I don't think this is a reflection on the game itself, but instead it reveals something about how to manage a playtest group. It might have been a mistake to allow such a long time between this player's sessions of Municipality. I need to keep in mind that it is not enough to manage individual playtests. I must also manage the entire, months-long arc of playtesting, including the testers.

Below is a clip of the end of the playtest. I am in the lower-left corner and am using the light brown pieces.

Jun 14, 2010

NYC BGD Meeting - June 2010

I previously asked for opinions on a new, alternate way to show the interactions between building types in Municipality. The response was shockingly negative. Even though I was skeptical before I even showed it, the uniform response against basically obligated me to actually try it out. I was worried that this reaction was the effect of viewing the diagram in absence of the game itself.

I am not rarely accused of being a contrarian. I usually deny this.

This weekend the NYC board game designers met again and I used the occasion to see if this diagram is actually as bad as you guys claimed.

First game tested was Master Spy by Mark Salzwadel. There were some things I liked about this and some I didn't. It will surprise absolutely no one that I liked the analytical gameplay but hated the die rolling. That's just who I am.

Next we tested Municipality. While I did have a couple of relatively minor gameplay changes from the previous test, I really wasn't interested in them. The game is mechanically where I want it to be and am generally more than happy with how it plays out. My top priority for this test was to see how best to present the growth information to the players.

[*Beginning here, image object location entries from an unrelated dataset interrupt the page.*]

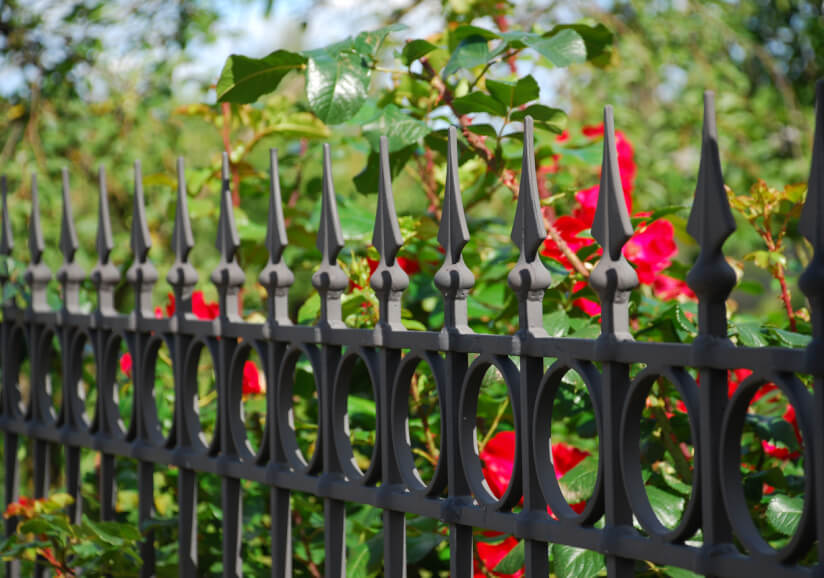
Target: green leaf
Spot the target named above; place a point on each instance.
(471, 52)
(514, 94)
(478, 102)
(674, 572)
(560, 47)
(415, 50)
(513, 561)
(784, 513)
(366, 181)
(417, 547)
(577, 483)
(569, 562)
(667, 508)
(369, 42)
(791, 339)
(598, 39)
(336, 84)
(552, 119)
(245, 79)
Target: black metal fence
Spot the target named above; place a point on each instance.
(457, 493)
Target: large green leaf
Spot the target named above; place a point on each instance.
(569, 562)
(561, 47)
(478, 102)
(400, 129)
(784, 513)
(667, 507)
(416, 49)
(471, 52)
(337, 82)
(245, 79)
(513, 561)
(514, 94)
(577, 483)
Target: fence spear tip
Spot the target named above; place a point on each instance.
(276, 239)
(6, 237)
(141, 239)
(453, 234)
(386, 236)
(330, 236)
(36, 244)
(104, 243)
(182, 238)
(710, 221)
(68, 234)
(611, 226)
(528, 231)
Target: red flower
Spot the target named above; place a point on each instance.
(126, 364)
(498, 457)
(668, 288)
(251, 379)
(204, 309)
(568, 228)
(651, 249)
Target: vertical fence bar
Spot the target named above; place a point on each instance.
(228, 277)
(38, 277)
(330, 281)
(811, 226)
(142, 275)
(454, 280)
(70, 275)
(182, 277)
(529, 279)
(276, 278)
(613, 278)
(389, 281)
(712, 279)
(8, 401)
(104, 277)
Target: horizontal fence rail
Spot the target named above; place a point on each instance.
(457, 493)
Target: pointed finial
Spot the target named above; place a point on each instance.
(182, 239)
(68, 235)
(105, 276)
(276, 276)
(388, 280)
(276, 240)
(611, 226)
(36, 244)
(453, 279)
(70, 275)
(711, 220)
(453, 234)
(613, 278)
(710, 223)
(37, 274)
(105, 243)
(142, 274)
(182, 276)
(811, 226)
(228, 277)
(227, 238)
(6, 237)
(529, 278)
(329, 280)
(141, 240)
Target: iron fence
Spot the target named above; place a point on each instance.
(457, 493)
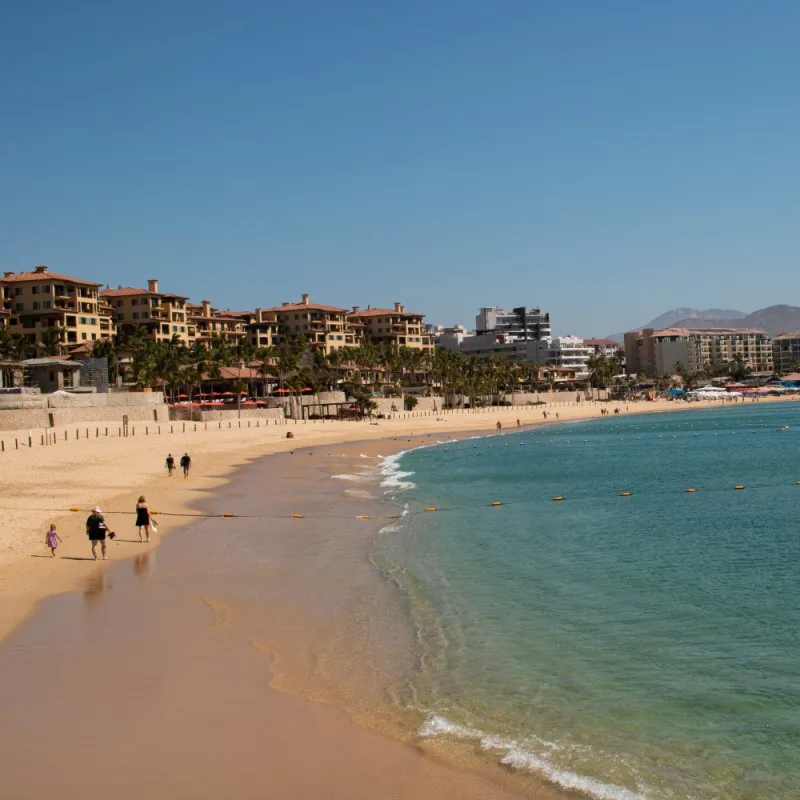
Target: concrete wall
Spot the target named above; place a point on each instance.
(20, 411)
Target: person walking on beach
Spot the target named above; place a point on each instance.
(52, 538)
(96, 531)
(143, 519)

To the right is what I used to test this. On it are both the original growth chart as well as the new diagram which was universally booed. In addition, I added something suggested in the comments of that prior post. Between the chart and the diagram I put a text description of the interactions. With all three methods presented on the same player card, I'd let the players play and discover the one to which they pay the most attention over the course of the game.

Here are my findings:
  • The diagram is utterly incomprehensible
  • The chart's blank spaces make it difficult to read
  • Text is by far the best method
This completely surprised me. I thought that people would recoil from the text and prefer the most visual method. I am wrong again.

After Municipality, we played Tristin's cash-accumulation game. I don't think my feedback was very useful, as I am too far from this game's target audience to be of much analytical help.

Next we tested a new version of Dan Cassar's game from last month. He has simplified the more-complicated scoring rules somewhat, but it still needs some tweaking.

That was followed up by another round of Master Spy, with different maps.

Finally, we tested an extremely early version of a drafting game by Dan. I can see where some interesting decisions can appear in this game, but it's mechanics make the decks players draft far too fragile.

Jun 13, 2010

Off-Topic: Grid Game

Via Boardgamenews, Grid Game is shallow, but I think the sound is what makes it astonishingly satisfying. Play it and you'll wake up an hour later not knowing where the time went.

It reminds me a lot of The Game of Life.

My best score so far is 1421. Can anyone top that?

Jun 7, 2010

The Blind Leading the Designer

It's about time for me to end development on Municipality and move on to other designs while I shop it around to publishers.

For this game, I'm going to do something I've never done before: a remote blind playtest.

A blind playtest is where the designer does not explain the game to the testers. Instead, the testers are given the prototype and a copy of the rulebook and they have to figure it out for themselves.

Although I have done blind playtests before, I have always been on hand to observe. This has had the advantage of being able to see in real time which sections of the rulebook were the least comprehensible, it has also resulted in my jumping in to prevent the players from using an incorrect interpretation during gameplay.

It has also meant that the blind test was conducted by people who knew me. This might have affected their parsing of my rules language.

This time, I want to see what happens when a group of people whom I have never met playtest Municipality outside of my presence.